Na sequência deste debate, António Costa pediu à comissão técnica que sugerisse alterações à Constituição que reforçassem a segurança jurídica do seu anteprojecto. Para o grupo liderado por Henriques Gaspar, e que além deste magistrado conta com um representante da provedora de Justiça e um especialista em saúde pública, a melhor forma de o fazer passa por aditar uma nova alínea ao 27º artigo da Constituição, que estabelece as situações em que alguém pode ser legitimamente privado de liberdade. O texto emanado da comissão fala em “separação de pessoa portadora de doença contagiosa grave ou relativamente à qual exista fundado receio de propagação de doença ou infecção graves”, deixando exclusivamente às autoridades de saúde a decisão sobre estes confinamentos.

Recorde-se que o Tribunal Constitucional já por duas dezenas e meia de vezes declarou que os diplomas que permitiram as medidas tomadas neste sentido fora do estado de emergência eram violadores da Constituição. Mas a comissão defende que estes confinamentos não precisam de autorização ou confirmação judicial – embora possa ser exigível “a confirmação ou validação” por um juiz de uma medida de isolamento ou de quarentena decretada pelas autoridades de saúde.

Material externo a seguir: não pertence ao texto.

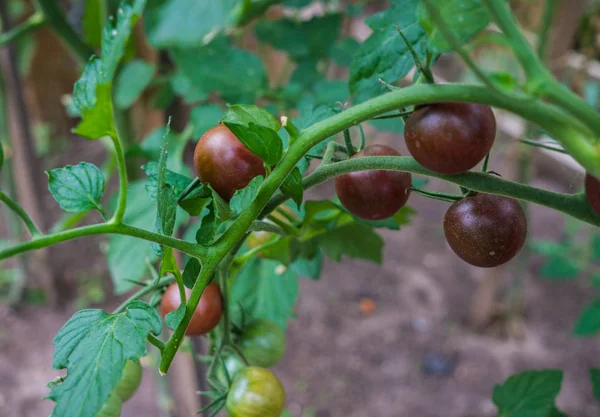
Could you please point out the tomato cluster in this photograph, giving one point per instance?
(208, 311)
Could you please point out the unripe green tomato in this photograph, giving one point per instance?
(130, 380)
(233, 364)
(262, 342)
(255, 392)
(111, 408)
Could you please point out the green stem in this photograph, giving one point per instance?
(104, 228)
(34, 22)
(121, 164)
(144, 291)
(544, 30)
(19, 211)
(55, 18)
(540, 80)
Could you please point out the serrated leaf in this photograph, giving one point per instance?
(173, 318)
(464, 18)
(236, 74)
(94, 346)
(242, 114)
(292, 186)
(384, 54)
(242, 198)
(261, 141)
(528, 394)
(200, 21)
(166, 199)
(205, 117)
(588, 323)
(191, 272)
(266, 289)
(131, 82)
(77, 188)
(354, 240)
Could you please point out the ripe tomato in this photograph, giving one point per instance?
(207, 314)
(450, 138)
(130, 380)
(374, 194)
(233, 364)
(486, 230)
(592, 192)
(224, 162)
(111, 408)
(263, 343)
(255, 392)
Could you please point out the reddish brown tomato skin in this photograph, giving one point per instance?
(224, 162)
(592, 192)
(450, 138)
(485, 230)
(207, 314)
(374, 194)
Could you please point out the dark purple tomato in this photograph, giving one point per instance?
(207, 314)
(224, 162)
(374, 194)
(450, 138)
(592, 192)
(486, 230)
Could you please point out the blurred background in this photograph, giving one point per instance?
(422, 335)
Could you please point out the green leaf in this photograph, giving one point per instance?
(190, 23)
(173, 318)
(242, 198)
(266, 289)
(464, 18)
(343, 51)
(131, 82)
(292, 187)
(204, 117)
(245, 115)
(528, 394)
(261, 141)
(355, 240)
(92, 22)
(301, 39)
(588, 323)
(191, 272)
(77, 188)
(166, 199)
(184, 87)
(94, 346)
(384, 54)
(236, 74)
(595, 378)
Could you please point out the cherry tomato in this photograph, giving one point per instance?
(374, 194)
(111, 408)
(450, 138)
(207, 314)
(592, 191)
(130, 380)
(233, 364)
(263, 343)
(224, 162)
(255, 392)
(486, 230)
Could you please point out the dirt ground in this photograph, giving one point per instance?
(343, 362)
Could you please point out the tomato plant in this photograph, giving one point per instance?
(207, 314)
(255, 392)
(262, 342)
(240, 219)
(374, 194)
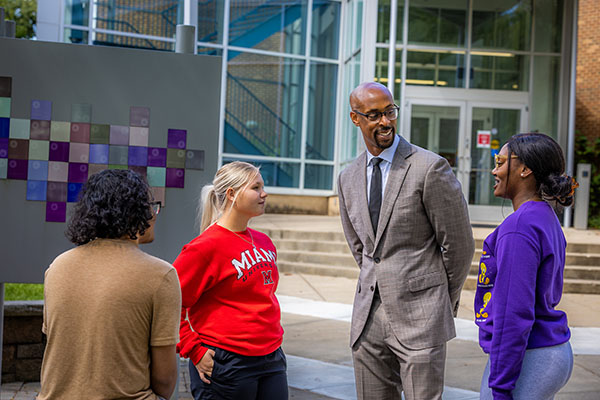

"Pior a emenda que o soneto"

Joaquim Correia Gomes encara esta sugestão como uma proposta de trabalho interessante, mas aponta-lhe alguns problemas sérios. “Ao atribuir exclusivamente à autoridade de saúde a decisão de separação de doente infecto-contagioso ou suspeito de propagar tal doença, sem a devida previsão constitucional de confirmação ou decretamento pelo tribunal”, a proposta incorre num “sério risco de passarmos a ter uma norma constitucional inconstitucional”, observa, dado estarmos perante uma função exclusiva dos tribunais. “Será caso para dizer pior a emenda que o soneto”, critica o magistrado.

Essa é também uma objecção do constitucionalista Vitalino Canas, para quem a decisão da autoridade de saúde de confinar alguém tem de ser susceptível de uma qualquer forma de recurso urgente para os tribunais. O professor catedrático Jorge Bacelar Gouveia admite que, fora do estado de emergência, o imbróglio possa ficar resolvido com a possibilidade de recurso dos confinados a um juiz de instrução, que decida num curto prazo, de 48 horas, se determinada quarentena foi imposta de forma legítima ou não. Se nada disser – e poderá fazê-lo já com o confinamento em curso – assume-se que ratificou de forma tácita a medida.

Vitalino Canas apresenta ainda outra objecção: “A comissão continua a insistir que o confinamento é simplesmente uma restrição da liberdade e que, portanto, não recai no grupo especialmente qualificado de restrições da liberdade que são as privações da liberdade”. Ora no seu entender o confinamento obrigatório, a quarentena, o isolamento são medidas restritivas da liberdade que se podem considerar especialmente graves, razão pela qual têm de ser consideradas medidas privativas da liberdade.

Fazendo notar que o termo “separação” é equívoco, Joaquim Correia Gomes faz notar que a comissão técnica não está a levar em conta toda a jurisprudência produzida pelos magistrados do Palácio Ratton precisamente no que a esta matéria diz respeito: “Quando estão em causa medidas de isolamento ou de quarentena no domicílio não estamos perante restrições, mas perante privações totais de liberdade. Daí que não se compreenda a insistência da comissão em manter que tais medidas são de mera restrição da liberdade”.

António Costa remeteu as sugestões dos especialistas para a Assembleia da República, para integrarem o processo de revisão constitucional.